Write a relational algebra expression for each of the following queries, which are intended to operate on a database designed as described in the previous section of this assignment. For each query, any legal relational algebra expression that yields the correct result is acceptable.

  1. Find the names of all salespeople who have ever worked for the company at any dealership.
  2. Find the names of all salespeople who are managed by a salesperson named "Joe Jones".
  3. List the VIN, make, model, year, and mileage of all cars in the inventory of the dealership named "Irvine Toyota Sales".
  4. List the VIN, year, and mileage of all Toyota Camrys in the inventory of the dealership named "Irvine Toyota Sales". (Note that a Toyota Camry is indicated by the make being "Toyota" and the model being "Camry".)
  5. Find the name and Social Security Number of all customers who bought a car at a dealership located in a state other than the state in which they live.
  6. Find the names of all salespeople who do not have a manager.
  7. Find the name of the salesperson that made the largest base salary working at the dealership named "Irvine Toyota Sales" during January 2006.
  8. Find the salesperson ID and name of all salespeople who have worked at each one of the company's dealerships at some point in time.
  9. List the name, salesperson ID, and total sales amount for each salesperson who has ever sold at least one car. The total sales amount for a salesperson is the sum of the sale prices of all cars ever sold by that salesperson.
  10. Find the name and salesperson ID of the salesperson who sold the most cars for the company at dealerships located in California between March 1, 2006 and March 31, 2006.
  11. Calculate the payroll for the month of March 2006.
    • The payroll consists of the name, salesperson ID, and gross pay for each salesperson who worked that month.
    • The gross pay is calculated as the base salary at each dealership employing the salesperson that month, along with the total commission for the salesperson that month.
    • The total commission for a salesperson in a month is calculated as 7% of the profit made on all cars sold by the salesperson that month.
    • The profit made on a car is the difference between the sale price and the invoice price of the car. (Assume, for simplicity, that cars are never sold for less than the invoice price.)

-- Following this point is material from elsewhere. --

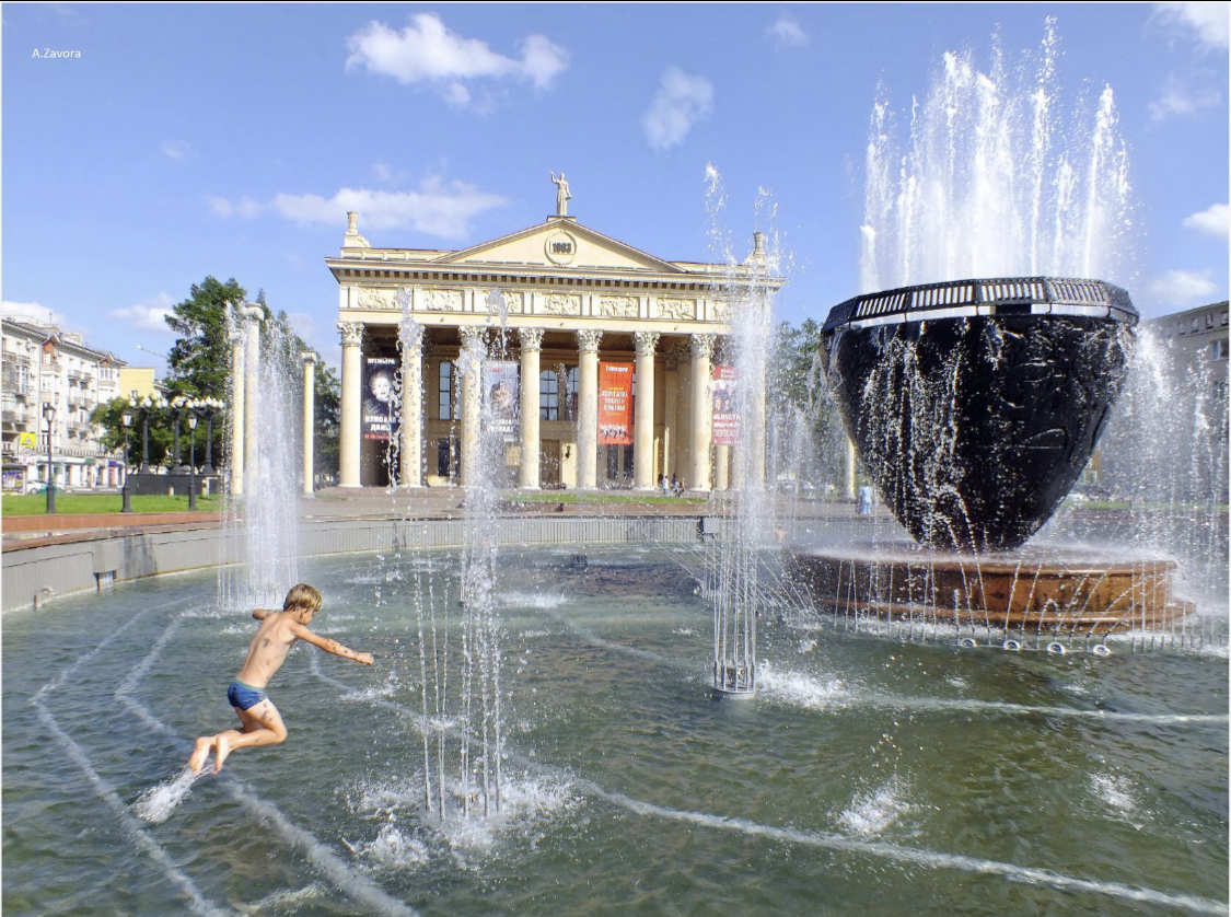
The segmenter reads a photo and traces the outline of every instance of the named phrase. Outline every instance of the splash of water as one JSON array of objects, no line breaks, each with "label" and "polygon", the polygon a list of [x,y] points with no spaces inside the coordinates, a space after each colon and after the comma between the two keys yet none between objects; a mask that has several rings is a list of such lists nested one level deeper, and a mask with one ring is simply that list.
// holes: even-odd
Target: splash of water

You are permitted to use the assignment operation to create temporary relations for the purposes of simplifying your queries, but it is not required.


Deliverables

Write all of your queries in a single file in a Microsoft Word (.doc), Rich Text Format (.rtf), or PDF document. Please be sure to use the appropriate Greek characters and mathematical symbols, rather than making up your own equivalents; this will help us greatly in grading the assignment, especially since there are multiple correct solutions to most of these problems. Submit the one file containing your queries and nothing else.

Follow this link for a discussion of how to submit your assignment. Be aware that I'll be holding you to all of the rules specified in that document, including the one that says that you're responsible for submitting the version of the assignment that you want graded. We won't regrade your assignment simply because you submitted the wrong version by accident.